Their mission is “Fighting Hunger Statewide,” a need that never ends.  With 392K Utahns “food insecure,” including 1 in 6 kids, there is a constant, pressing need to support this basic need in a dignified manner.  The Food Bank does this skillfully.  One way they accomplish this is through the Back Pack Program.  To help school kids have access to food over the weekend, they are given a nondescript backpack that is filled every Friday for them to take home.  Our efforts resulted in 250+ back packs worth of food for these children.
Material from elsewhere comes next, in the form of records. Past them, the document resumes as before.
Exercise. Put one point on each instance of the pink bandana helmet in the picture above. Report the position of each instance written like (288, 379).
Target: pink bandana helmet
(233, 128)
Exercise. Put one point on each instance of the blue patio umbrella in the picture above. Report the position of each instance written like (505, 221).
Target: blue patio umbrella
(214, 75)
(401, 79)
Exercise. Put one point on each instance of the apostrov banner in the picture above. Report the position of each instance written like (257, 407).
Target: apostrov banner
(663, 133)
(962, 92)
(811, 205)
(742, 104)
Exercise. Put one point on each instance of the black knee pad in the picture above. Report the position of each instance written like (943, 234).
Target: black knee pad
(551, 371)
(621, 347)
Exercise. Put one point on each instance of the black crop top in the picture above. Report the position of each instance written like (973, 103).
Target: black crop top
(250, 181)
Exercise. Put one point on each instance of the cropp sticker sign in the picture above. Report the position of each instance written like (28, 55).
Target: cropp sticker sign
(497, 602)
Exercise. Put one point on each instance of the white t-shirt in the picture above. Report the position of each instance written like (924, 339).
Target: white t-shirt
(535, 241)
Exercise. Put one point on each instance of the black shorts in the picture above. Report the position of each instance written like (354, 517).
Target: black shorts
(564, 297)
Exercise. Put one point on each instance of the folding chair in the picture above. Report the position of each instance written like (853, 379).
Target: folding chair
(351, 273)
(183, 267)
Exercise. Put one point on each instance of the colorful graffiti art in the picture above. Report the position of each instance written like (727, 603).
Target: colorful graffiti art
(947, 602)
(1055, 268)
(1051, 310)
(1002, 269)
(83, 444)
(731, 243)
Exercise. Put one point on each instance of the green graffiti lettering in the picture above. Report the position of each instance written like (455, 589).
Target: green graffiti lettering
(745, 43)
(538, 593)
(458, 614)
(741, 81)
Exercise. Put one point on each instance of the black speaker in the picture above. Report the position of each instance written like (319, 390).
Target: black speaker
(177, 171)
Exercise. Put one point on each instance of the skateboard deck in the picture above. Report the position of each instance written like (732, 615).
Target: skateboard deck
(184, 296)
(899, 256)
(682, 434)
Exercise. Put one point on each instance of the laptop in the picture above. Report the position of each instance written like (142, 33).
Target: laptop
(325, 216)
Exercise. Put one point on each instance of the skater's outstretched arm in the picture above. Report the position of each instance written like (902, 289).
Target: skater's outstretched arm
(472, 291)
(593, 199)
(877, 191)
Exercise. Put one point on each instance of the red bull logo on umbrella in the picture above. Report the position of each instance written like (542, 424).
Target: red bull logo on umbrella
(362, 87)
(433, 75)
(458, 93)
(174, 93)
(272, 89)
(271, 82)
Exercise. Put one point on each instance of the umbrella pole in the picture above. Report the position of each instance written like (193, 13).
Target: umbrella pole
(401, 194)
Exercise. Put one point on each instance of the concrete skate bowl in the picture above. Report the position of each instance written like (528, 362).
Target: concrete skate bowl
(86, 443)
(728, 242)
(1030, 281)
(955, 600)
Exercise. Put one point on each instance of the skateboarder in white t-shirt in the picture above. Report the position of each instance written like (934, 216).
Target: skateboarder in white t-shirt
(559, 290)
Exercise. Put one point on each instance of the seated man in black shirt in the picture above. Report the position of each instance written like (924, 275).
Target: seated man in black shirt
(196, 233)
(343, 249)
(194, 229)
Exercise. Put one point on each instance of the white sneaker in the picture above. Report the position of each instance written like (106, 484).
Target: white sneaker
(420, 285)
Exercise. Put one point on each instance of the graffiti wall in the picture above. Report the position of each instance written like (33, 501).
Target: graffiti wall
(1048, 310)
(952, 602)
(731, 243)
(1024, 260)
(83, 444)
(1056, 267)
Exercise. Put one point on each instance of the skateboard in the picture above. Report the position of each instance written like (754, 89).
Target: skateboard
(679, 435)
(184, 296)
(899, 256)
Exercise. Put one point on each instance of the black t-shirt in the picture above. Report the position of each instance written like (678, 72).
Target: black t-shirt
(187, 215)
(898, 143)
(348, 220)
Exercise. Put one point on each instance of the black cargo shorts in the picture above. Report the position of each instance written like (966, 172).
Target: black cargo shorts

Inaugural Meeting – October 27, 2017

On Friday, October 27, 2017, the Salt Lake City chapter of 100 Who Care met for the first time to hear from three deserving charities.  If you didn’t get an opportunity to donate, it’s never too late!  Just follow the links below or mail a check to the address listed below.  As a group $5,500 in total were donated to the three charities, the winning charity getting 80%, the two runners up splitting the remainder.  At our first meeting, Labs for Liberty was chosen for our 80% contribution.  All three charities, however, are doing the work of angels.  We are grateful to be able to support each!

Labs for Liberty

This non-profit seeks to support veterans with PTSD as they reintegrate into society.  All overhead is covered by Dr. Joan Nold, so that donations go directly to her revolutionary service dog program.  Her dogs are hand selected, custom trained (to support the veteran who will be gifted the service dog), and then paired with a troubled veteran.  This has been life changing to many.  From birth to gifting the dog,this process requires about $3,000.  Since inception, her small charity in Morgan, Utah, has prepared and donated almost 60 dogs.

The INN Between

The INN Between focuses on ending the tragedy of vulnerable people dying on the streets of our community.  They provide a safe haven for individuals who have nowhere else to go in a time of medical crisis.  We learned about a homeless woman who could not start chemotherapy for her breast cancer until she had a stable, safe, clean environment to live in.  A place was found for her at The INN Between.  The INN Between is staffed by people who know how to love first and judge last.  They help those who are in the depths of despair and need by providing a safe, loving shelter, being present during the dying process, and working tirelessly to help reunite those humbled by their circumstances with their estranged family.

The Utah Foster Care Foundation

Utah Foster Care (UFC) believes every child deserves a safe home with a loving family.  Mike Hamblin shared stories of children who successfully transitioned through foster care to become happy, productive, caring adults who gave back to their community.  Successful foster kids, according to Mike, have three commonalities.  First, they have a loving adult mentor, that cares for them unconditionally.  Second, they have a hobby or activity they can pursue that allows them to develop their own sense of worth and identity.  Third, they have an innate sense or character trait of rising to their challenges.    UFC focuses on helping find and train foster families to provide unconditional love.  They also help foster kids find and develop hobbies that can give them that sense of self-worth and identity.